Mohammed spent about three years in North Carolina in the 1980s. He attended Chowan College in Murfreesboro for one semester and then transferred to North Carolina A&T in Greensboro, where he earned an engineering degree in 1986.

Prison officials refused to deliver the letter, a position backed by prosecutors who said it should be suppressed as propaganda.

His Pentagon-paid defense attorneys asked the judge to intervene in September 2015, arguing Mohammed’s First Amendment right to petition the president. The Army judge in charge of the trial, Col James L. Pohl, eventually ruled that the commander in chief could receive it, virtually as the Obamas were moving out of the White House — and the public could see it a month later, once President Donald J. Trump moved in.

“What’s so troubling to me is it took so long to get approval, even to get this litigated,” Nevin said, reminding that the defense team started out asking the military, “How do we provide this to the president of the United States?”

In the letter Mohammed also:

— Endorses Al-Jazeera. “Don’t let Fox, CNN, BBC, or American and pro-Israeli channels cover your eyes … Their main task is brainwashing. They are experts at lying and distorting the facts to achieve their masters’ ends.”

— Invokes “the blood of the innocents your drone attacks killed in Waziristan, Yemen, Iraq, Libya, Afghanistan, Somalia, and elsewhere around the globe.”

— Singles out “the CIA, the FBI, the Jewish community of Brooklyn, the merchants of AIPAC, the war profiteers, to pro-Israeli militias and the Christian-Zionist Lords” for condemnation, as well as “the Christian right wing and the followers of Jerry Falwall, Gary Bauer, Pat Robertson and John Hague.”

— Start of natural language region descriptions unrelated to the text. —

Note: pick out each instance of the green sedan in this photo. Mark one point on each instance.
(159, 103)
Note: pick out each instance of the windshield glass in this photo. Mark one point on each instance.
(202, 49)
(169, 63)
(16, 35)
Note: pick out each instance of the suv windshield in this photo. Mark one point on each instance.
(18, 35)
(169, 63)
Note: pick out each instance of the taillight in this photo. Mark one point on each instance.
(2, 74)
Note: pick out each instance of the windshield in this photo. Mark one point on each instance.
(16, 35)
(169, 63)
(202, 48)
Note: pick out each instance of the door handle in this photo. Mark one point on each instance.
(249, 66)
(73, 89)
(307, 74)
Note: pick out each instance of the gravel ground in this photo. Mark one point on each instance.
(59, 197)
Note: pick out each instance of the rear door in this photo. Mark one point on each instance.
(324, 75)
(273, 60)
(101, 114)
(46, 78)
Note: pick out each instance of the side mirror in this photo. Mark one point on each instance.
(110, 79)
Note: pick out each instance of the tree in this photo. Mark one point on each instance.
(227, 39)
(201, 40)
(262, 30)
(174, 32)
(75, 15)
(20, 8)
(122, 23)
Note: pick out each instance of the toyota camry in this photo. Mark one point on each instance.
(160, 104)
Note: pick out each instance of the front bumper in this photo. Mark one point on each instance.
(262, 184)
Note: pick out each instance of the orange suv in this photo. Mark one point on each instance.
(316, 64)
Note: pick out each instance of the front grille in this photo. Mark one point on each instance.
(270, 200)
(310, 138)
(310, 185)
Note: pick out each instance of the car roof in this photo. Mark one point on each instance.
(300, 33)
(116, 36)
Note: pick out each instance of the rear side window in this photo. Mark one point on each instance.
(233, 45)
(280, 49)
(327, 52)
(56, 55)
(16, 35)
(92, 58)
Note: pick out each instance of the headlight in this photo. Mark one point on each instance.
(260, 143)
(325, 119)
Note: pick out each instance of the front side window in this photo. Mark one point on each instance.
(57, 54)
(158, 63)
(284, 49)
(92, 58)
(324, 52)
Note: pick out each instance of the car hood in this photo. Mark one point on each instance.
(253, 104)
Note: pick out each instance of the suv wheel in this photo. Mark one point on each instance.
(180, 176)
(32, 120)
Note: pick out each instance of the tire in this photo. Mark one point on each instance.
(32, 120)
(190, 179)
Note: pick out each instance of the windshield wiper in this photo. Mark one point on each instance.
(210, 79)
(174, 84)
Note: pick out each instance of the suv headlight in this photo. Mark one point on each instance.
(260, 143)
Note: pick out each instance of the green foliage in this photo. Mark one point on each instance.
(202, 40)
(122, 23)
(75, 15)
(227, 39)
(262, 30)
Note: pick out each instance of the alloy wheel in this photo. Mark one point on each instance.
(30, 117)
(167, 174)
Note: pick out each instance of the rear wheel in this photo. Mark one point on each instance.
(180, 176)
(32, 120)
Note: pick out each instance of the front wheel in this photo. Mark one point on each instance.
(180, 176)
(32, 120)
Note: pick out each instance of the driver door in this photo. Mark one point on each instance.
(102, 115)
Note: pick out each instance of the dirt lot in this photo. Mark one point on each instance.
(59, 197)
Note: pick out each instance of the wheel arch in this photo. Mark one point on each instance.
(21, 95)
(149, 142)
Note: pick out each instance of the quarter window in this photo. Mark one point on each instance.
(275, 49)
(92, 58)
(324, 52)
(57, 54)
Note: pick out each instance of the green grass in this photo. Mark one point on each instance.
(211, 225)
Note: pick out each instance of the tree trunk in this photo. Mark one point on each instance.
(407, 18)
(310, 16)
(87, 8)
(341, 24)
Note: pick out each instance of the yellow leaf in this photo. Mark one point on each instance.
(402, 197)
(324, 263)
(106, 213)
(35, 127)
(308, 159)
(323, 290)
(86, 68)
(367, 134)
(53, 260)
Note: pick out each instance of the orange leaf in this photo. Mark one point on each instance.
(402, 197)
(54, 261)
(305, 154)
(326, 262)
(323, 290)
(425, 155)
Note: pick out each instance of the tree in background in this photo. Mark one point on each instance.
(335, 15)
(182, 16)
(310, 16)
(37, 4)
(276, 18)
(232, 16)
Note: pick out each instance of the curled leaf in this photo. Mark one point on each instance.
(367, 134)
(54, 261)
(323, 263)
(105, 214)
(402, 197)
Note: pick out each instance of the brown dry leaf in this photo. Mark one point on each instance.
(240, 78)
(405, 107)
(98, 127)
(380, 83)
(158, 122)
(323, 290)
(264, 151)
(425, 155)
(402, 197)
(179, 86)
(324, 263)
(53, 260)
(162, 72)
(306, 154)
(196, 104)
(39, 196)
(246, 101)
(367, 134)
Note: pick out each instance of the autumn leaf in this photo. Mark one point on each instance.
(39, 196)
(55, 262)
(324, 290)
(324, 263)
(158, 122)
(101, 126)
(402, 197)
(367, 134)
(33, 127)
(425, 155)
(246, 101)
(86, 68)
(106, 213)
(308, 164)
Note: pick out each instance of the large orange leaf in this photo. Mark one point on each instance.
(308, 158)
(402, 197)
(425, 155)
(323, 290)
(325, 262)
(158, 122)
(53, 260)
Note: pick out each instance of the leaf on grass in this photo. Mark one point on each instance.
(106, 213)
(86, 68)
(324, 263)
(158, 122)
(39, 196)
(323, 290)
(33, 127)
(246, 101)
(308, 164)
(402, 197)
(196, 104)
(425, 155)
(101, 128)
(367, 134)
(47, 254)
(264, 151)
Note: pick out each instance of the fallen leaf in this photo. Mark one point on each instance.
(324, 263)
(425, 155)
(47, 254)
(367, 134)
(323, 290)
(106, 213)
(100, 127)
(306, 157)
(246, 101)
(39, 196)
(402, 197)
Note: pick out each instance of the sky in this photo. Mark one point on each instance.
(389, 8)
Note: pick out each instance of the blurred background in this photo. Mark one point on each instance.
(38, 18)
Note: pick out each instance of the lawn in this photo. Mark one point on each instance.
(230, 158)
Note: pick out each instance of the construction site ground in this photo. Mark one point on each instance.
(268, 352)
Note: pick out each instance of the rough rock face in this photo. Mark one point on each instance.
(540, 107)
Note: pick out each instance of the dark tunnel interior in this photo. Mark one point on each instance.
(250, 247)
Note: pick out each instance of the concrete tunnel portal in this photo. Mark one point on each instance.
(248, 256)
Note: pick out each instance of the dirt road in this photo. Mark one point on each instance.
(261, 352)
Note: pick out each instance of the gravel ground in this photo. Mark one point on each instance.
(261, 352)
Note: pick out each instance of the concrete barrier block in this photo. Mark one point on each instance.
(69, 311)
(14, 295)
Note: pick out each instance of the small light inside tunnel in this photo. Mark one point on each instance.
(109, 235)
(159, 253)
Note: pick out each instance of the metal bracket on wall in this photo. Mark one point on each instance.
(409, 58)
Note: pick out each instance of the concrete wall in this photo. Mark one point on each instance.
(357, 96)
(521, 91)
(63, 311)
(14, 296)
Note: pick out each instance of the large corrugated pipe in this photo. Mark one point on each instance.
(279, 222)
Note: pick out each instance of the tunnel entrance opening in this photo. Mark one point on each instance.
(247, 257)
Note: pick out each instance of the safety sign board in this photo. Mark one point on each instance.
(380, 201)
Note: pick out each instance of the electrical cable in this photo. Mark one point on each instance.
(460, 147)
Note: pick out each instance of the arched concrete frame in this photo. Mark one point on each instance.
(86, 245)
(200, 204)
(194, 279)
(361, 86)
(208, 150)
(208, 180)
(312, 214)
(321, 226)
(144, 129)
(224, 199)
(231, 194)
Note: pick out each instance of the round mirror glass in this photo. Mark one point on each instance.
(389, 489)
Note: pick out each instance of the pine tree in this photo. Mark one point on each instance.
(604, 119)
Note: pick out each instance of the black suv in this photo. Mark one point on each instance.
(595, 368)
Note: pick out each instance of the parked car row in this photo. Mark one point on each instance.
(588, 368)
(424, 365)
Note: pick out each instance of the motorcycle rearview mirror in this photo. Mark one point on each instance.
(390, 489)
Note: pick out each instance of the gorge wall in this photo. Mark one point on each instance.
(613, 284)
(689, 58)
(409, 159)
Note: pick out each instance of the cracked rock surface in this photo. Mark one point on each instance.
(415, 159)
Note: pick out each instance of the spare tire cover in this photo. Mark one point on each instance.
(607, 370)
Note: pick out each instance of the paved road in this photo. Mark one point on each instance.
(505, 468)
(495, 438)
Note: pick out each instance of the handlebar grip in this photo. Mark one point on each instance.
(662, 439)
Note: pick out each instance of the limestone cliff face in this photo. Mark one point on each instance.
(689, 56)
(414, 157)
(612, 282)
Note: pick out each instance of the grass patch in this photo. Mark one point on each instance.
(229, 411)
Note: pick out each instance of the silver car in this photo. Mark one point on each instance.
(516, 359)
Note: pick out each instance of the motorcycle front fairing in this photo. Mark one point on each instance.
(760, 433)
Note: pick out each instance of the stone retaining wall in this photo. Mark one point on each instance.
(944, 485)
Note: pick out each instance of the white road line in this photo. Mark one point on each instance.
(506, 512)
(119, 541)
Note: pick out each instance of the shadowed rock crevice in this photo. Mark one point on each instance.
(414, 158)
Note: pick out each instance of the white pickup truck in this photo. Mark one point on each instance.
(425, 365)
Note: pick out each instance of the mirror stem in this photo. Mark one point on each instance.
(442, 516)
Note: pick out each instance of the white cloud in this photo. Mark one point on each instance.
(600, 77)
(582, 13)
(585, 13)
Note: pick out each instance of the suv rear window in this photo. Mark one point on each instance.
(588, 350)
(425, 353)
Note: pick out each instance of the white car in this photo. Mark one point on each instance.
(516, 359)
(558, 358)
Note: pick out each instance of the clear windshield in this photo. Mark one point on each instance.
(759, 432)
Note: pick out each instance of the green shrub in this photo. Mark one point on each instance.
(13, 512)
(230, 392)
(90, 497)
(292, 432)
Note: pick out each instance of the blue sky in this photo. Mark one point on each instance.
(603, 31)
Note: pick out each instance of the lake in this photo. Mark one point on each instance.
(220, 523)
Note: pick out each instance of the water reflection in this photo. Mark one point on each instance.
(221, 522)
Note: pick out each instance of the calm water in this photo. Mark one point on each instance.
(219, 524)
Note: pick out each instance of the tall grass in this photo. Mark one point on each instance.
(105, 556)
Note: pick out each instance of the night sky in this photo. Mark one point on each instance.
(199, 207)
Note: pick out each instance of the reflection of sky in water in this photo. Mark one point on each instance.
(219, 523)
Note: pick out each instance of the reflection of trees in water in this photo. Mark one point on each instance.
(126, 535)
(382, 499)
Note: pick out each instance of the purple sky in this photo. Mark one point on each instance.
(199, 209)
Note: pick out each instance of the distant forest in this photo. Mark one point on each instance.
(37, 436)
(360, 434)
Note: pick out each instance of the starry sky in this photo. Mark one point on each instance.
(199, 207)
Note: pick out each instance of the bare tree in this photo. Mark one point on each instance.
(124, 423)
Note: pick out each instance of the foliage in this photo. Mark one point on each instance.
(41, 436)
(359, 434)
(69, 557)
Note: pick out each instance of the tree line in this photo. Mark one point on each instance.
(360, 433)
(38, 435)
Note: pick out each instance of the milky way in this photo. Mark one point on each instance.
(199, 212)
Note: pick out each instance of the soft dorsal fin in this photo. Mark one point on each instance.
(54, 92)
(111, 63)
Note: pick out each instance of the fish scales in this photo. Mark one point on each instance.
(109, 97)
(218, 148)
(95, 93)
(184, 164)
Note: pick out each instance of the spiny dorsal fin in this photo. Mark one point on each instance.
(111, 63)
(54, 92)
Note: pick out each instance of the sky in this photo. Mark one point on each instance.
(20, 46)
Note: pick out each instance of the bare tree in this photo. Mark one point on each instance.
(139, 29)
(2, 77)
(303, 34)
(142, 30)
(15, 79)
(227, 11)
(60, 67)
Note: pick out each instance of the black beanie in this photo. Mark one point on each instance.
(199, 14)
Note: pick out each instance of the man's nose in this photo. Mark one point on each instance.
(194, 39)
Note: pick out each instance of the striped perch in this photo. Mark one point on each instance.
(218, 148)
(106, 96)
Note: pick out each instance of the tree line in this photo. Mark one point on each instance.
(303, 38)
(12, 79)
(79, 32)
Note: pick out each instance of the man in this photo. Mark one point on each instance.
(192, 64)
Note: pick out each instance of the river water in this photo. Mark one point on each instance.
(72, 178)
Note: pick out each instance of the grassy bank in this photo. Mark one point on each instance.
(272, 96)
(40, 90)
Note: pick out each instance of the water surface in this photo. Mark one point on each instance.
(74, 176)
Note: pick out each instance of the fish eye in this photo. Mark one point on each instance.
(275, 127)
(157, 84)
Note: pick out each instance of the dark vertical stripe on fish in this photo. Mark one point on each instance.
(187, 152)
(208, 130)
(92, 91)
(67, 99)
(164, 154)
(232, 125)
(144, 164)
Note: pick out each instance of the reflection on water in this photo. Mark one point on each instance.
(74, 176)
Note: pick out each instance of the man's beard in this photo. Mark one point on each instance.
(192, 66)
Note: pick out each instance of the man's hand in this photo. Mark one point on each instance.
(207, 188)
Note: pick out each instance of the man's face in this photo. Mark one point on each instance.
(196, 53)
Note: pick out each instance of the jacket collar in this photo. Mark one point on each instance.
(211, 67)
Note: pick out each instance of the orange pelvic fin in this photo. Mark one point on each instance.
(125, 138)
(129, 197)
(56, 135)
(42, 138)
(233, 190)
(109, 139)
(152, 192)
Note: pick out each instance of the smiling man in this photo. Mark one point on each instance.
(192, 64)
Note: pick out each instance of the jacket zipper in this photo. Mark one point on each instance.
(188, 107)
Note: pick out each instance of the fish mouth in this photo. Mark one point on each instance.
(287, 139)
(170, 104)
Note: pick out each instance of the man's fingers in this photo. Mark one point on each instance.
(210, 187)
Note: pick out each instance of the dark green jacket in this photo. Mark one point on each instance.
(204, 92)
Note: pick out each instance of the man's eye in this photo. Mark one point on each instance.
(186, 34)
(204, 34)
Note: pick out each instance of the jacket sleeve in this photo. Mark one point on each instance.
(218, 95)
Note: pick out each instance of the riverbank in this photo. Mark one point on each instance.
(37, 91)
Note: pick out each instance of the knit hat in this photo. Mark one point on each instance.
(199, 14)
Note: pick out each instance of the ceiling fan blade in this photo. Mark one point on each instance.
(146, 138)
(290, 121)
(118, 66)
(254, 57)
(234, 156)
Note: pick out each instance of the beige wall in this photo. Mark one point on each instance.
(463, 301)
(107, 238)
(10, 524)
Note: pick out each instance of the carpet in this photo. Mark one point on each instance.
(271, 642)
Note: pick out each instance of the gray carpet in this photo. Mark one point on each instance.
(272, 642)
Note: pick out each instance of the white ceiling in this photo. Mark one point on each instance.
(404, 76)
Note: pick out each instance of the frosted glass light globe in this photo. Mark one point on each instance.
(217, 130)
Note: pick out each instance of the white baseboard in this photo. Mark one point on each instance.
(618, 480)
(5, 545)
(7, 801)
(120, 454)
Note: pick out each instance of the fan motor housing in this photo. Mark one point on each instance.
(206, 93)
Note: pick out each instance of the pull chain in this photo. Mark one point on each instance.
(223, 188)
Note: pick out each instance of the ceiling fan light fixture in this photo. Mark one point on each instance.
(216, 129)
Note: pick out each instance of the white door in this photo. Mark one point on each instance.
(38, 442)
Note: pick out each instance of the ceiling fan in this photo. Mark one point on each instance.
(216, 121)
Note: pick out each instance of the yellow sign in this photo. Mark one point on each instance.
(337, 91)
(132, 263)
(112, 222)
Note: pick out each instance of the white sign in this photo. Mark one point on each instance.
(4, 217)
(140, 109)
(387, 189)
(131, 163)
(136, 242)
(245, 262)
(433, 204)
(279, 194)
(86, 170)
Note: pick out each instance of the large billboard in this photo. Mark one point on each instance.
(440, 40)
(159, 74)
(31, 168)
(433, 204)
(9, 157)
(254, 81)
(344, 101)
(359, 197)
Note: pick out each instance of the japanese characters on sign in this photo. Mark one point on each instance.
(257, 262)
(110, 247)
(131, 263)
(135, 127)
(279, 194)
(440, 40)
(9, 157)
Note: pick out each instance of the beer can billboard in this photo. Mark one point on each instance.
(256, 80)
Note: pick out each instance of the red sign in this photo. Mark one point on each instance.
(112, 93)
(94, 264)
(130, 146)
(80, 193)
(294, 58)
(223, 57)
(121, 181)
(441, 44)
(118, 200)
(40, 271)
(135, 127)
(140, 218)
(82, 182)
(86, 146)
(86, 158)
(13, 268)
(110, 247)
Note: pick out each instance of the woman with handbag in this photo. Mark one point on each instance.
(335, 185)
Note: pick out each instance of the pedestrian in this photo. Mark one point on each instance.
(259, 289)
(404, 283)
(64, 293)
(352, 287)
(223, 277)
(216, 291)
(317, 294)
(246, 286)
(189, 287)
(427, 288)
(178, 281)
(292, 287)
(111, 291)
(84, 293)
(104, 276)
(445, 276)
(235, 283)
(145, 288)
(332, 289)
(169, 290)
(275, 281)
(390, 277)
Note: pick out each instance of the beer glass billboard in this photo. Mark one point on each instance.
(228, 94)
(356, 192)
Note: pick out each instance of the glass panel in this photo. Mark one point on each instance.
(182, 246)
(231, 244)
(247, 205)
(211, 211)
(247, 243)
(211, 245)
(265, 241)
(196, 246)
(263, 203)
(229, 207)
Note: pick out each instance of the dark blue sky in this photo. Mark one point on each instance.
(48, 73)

— Says “Allah aided us in conducting 9/11, destroying the Capitalist economy, catching you with your pants down, and exposing all the hypocrisy of your long-held claim to democracy and freedom.”

The theme is not new. In October 2012, when he was first allowed to wear a hunting vest to the war court he scolded the judge with this: “Your blood is not made of gold and ours is made out of water. We are all human beings.”

The Miami Herald obtained the document from Mohammed’s lawyers after a judicially ordered 30-day review period expired. Pohl ruled on Jan. 6 that there was no “legal basis for continued sealing of the letter’s contents” but gave the prison an extra month to scrub it of sensitive information before releasing it on the Pentagon war court website whose motto is “Fairness * Transparency * Justice.”

A spokesman at the Pentagon could not explain why the document had not yet been posted on the website Wednesday.